A row of trees that gave us great privacy and created a boundary behind our house have been removed by the neighbouring landowner. We have about half a foot of land between our fence and the stumps (boundary line) and I would be very grateful for some advice on what best to plant in this gap-something that will grow quickly but not too aggressively! Thanks in advance.

Posts

  • DovefromaboveDovefromabove Posts: 88,128

    Six inches of land full of old tree roots is not going to grow anything of any height.  I agree with pansyface - I think a fence with climbers is the answer.  

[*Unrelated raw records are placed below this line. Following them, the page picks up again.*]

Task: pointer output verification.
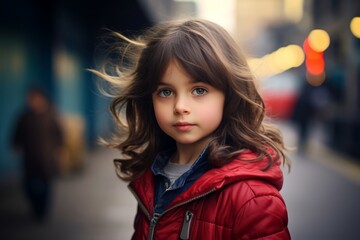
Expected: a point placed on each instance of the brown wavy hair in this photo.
(208, 53)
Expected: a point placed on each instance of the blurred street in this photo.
(322, 193)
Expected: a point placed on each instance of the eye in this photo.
(199, 91)
(165, 93)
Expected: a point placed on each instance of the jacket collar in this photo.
(216, 178)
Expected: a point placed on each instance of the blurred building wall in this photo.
(52, 43)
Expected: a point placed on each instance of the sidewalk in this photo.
(322, 193)
(92, 205)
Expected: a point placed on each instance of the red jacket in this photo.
(236, 201)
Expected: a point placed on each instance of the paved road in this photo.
(323, 199)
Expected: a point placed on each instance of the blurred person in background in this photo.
(38, 137)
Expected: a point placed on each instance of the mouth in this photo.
(183, 126)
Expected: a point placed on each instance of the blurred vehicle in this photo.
(280, 93)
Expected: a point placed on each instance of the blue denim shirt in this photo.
(165, 194)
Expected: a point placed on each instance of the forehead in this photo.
(174, 71)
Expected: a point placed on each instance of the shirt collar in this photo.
(200, 165)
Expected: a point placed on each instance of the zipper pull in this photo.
(153, 222)
(185, 230)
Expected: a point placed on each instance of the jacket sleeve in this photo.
(262, 217)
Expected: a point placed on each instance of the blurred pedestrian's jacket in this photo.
(235, 201)
(39, 137)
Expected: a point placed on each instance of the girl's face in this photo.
(187, 111)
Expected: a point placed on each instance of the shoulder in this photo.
(259, 210)
(244, 192)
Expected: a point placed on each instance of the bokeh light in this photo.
(319, 40)
(355, 26)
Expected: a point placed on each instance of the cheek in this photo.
(212, 114)
(160, 113)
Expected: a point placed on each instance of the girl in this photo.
(201, 161)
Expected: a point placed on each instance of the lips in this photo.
(183, 126)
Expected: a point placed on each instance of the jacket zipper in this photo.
(185, 230)
(153, 220)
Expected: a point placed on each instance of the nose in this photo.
(181, 106)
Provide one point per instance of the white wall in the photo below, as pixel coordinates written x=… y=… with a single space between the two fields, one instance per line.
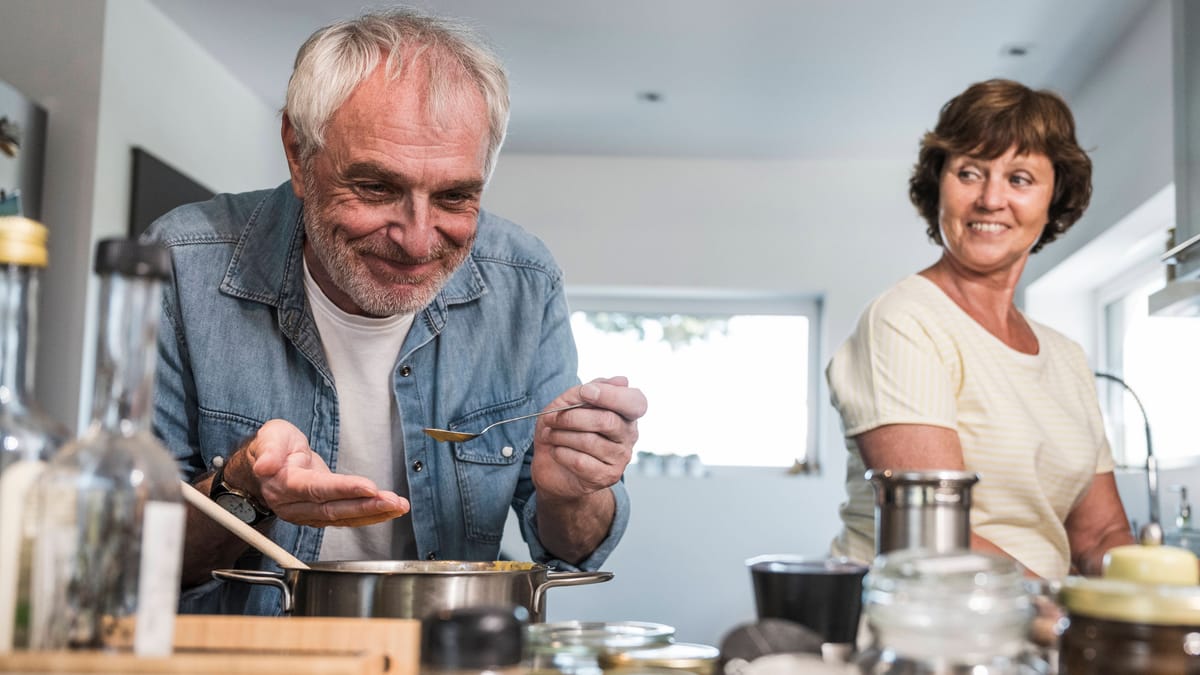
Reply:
x=51 y=52
x=112 y=76
x=845 y=230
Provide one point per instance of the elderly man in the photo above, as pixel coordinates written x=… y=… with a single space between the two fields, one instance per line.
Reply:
x=312 y=330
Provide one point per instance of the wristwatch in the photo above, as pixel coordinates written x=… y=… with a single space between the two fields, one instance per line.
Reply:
x=235 y=501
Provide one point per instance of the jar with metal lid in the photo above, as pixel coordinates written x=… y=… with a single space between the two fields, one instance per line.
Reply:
x=677 y=658
x=575 y=647
x=958 y=611
x=1144 y=616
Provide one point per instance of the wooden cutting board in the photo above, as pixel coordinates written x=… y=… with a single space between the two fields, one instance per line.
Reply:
x=256 y=645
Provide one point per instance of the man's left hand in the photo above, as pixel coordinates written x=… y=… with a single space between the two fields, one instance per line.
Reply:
x=585 y=451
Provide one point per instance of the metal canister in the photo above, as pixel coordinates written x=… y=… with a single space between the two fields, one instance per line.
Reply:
x=922 y=509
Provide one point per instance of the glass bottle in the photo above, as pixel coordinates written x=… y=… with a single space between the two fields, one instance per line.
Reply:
x=955 y=611
x=109 y=545
x=28 y=436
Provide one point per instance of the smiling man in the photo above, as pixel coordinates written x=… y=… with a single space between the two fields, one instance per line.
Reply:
x=312 y=330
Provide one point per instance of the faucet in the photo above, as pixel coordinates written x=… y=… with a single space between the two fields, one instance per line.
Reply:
x=1152 y=531
x=1183 y=518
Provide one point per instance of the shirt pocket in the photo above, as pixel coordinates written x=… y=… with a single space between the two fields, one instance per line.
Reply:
x=222 y=432
x=489 y=467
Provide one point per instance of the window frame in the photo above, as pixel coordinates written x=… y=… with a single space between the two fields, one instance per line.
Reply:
x=708 y=303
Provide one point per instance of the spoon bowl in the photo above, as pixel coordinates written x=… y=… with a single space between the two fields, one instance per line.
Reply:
x=449 y=436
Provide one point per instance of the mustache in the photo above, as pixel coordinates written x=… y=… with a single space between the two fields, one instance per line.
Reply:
x=396 y=254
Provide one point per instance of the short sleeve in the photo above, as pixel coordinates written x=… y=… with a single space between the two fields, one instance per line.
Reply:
x=892 y=370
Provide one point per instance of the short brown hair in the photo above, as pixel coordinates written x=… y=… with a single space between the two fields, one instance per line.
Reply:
x=988 y=119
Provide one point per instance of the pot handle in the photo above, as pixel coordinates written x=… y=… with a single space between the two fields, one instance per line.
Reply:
x=259 y=578
x=565 y=579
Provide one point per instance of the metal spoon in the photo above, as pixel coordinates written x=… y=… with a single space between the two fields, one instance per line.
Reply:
x=461 y=436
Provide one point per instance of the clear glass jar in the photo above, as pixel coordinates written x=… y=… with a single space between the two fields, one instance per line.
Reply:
x=957 y=611
x=576 y=647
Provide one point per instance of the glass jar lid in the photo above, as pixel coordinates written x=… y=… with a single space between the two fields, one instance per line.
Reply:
x=1132 y=602
x=676 y=656
x=607 y=634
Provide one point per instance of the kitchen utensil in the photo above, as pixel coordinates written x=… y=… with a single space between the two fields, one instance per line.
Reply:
x=411 y=589
x=820 y=593
x=462 y=436
x=245 y=532
x=922 y=509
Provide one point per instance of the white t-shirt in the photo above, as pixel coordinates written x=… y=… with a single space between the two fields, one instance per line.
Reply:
x=1029 y=424
x=361 y=353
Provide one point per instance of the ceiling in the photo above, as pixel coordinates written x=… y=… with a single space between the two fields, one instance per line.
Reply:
x=738 y=78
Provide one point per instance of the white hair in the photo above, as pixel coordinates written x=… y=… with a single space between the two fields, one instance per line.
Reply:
x=340 y=57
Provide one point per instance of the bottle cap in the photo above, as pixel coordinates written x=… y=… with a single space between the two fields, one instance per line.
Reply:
x=473 y=638
x=130 y=257
x=22 y=242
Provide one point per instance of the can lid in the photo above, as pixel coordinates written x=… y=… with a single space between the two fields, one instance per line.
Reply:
x=130 y=257
x=475 y=638
x=22 y=242
x=676 y=656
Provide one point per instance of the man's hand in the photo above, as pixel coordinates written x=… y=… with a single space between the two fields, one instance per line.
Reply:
x=583 y=451
x=579 y=454
x=298 y=485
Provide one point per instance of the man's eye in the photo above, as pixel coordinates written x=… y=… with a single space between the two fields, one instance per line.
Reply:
x=373 y=189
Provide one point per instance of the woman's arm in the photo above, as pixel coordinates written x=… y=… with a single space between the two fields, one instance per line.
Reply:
x=919 y=447
x=1097 y=524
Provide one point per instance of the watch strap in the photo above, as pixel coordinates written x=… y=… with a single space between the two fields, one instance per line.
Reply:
x=219 y=487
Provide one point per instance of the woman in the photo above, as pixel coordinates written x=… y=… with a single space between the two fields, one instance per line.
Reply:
x=943 y=372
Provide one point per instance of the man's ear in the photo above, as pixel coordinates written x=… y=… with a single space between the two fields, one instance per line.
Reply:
x=292 y=150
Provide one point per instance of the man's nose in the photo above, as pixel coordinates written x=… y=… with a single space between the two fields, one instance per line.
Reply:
x=412 y=227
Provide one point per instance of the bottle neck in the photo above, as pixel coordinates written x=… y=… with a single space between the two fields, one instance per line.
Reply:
x=18 y=328
x=125 y=353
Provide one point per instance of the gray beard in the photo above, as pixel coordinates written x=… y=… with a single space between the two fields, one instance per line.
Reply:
x=349 y=274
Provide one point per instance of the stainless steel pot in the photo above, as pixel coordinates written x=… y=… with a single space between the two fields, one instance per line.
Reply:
x=922 y=509
x=412 y=589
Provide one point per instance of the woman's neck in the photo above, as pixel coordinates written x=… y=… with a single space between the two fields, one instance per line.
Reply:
x=988 y=299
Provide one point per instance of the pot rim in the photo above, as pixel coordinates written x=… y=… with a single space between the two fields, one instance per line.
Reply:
x=431 y=567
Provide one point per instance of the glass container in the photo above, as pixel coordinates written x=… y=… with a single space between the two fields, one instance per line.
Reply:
x=576 y=647
x=957 y=611
x=28 y=436
x=109 y=505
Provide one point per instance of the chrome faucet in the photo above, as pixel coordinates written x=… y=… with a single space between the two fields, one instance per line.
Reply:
x=1152 y=531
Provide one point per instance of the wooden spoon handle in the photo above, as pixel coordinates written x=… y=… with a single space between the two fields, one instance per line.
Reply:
x=247 y=533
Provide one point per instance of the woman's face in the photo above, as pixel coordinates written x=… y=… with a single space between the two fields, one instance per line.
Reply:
x=993 y=211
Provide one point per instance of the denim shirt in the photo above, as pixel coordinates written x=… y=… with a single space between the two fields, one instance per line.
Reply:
x=238 y=346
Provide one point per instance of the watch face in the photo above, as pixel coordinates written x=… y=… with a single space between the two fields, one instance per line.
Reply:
x=238 y=506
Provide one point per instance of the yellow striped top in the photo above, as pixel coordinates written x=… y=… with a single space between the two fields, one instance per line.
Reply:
x=1029 y=424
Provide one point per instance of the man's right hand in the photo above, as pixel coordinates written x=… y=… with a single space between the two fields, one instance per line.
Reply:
x=280 y=469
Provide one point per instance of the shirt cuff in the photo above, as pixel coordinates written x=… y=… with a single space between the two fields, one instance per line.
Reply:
x=601 y=553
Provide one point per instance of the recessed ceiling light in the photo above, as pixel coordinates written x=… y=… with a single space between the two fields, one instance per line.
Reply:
x=1017 y=49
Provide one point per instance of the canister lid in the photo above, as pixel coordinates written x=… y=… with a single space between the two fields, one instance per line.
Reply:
x=22 y=242
x=1116 y=599
x=677 y=656
x=130 y=257
x=473 y=638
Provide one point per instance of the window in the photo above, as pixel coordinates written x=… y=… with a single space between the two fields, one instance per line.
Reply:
x=731 y=378
x=1153 y=354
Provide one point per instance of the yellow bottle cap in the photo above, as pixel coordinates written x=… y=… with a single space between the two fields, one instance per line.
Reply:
x=22 y=242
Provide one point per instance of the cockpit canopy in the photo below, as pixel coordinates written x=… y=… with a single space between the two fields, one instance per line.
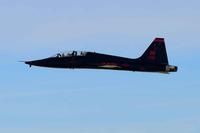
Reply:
x=70 y=54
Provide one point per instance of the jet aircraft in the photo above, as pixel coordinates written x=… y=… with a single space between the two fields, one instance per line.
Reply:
x=154 y=59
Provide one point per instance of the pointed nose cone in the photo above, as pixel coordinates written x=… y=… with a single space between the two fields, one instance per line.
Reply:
x=28 y=63
x=42 y=63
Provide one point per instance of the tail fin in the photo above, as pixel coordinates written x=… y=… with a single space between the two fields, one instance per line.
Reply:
x=156 y=53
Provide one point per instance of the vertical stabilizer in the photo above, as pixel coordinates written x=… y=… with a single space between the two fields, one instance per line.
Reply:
x=156 y=53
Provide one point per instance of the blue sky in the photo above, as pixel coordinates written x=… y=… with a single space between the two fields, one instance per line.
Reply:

    We have a row of trellis on top of our fences to give additional height without it being oppressive, and we grow montana and alpina clematis there - they provide good cover quite quickly. 


    Gardening in Central Norfolk on improved gritty moraine over chalk ... free-draining.





  • I'm not sure I understand this. Is the legal boundary the fence or the line of stumps? If the former you presumably have no right to plant anything beyond your fence.

  • WozwozWozwoz Posts: 6
    GRISLLINIA ! It's evergreen , it always looks fresh and perky , it comes in bright green or golden variegated and left to it's own devices it'll get to 20' but is easily hedged, it'll grow at a rate of knots but is very controllable. U can get then as bigger plants reasonably priced and they're tough as old boots . I don't envy u trying to dig out planting pits amongst the old roots of the conifers tho !!
  • DovefromaboveDovefromabove Posts: 88,128

    And will Grisllinia not grow wider than the 6 inches between the fence and the neighbour's boundary???? image


    Gardening in Central Norfolk on improved gritty moraine over chalk ... free-draining.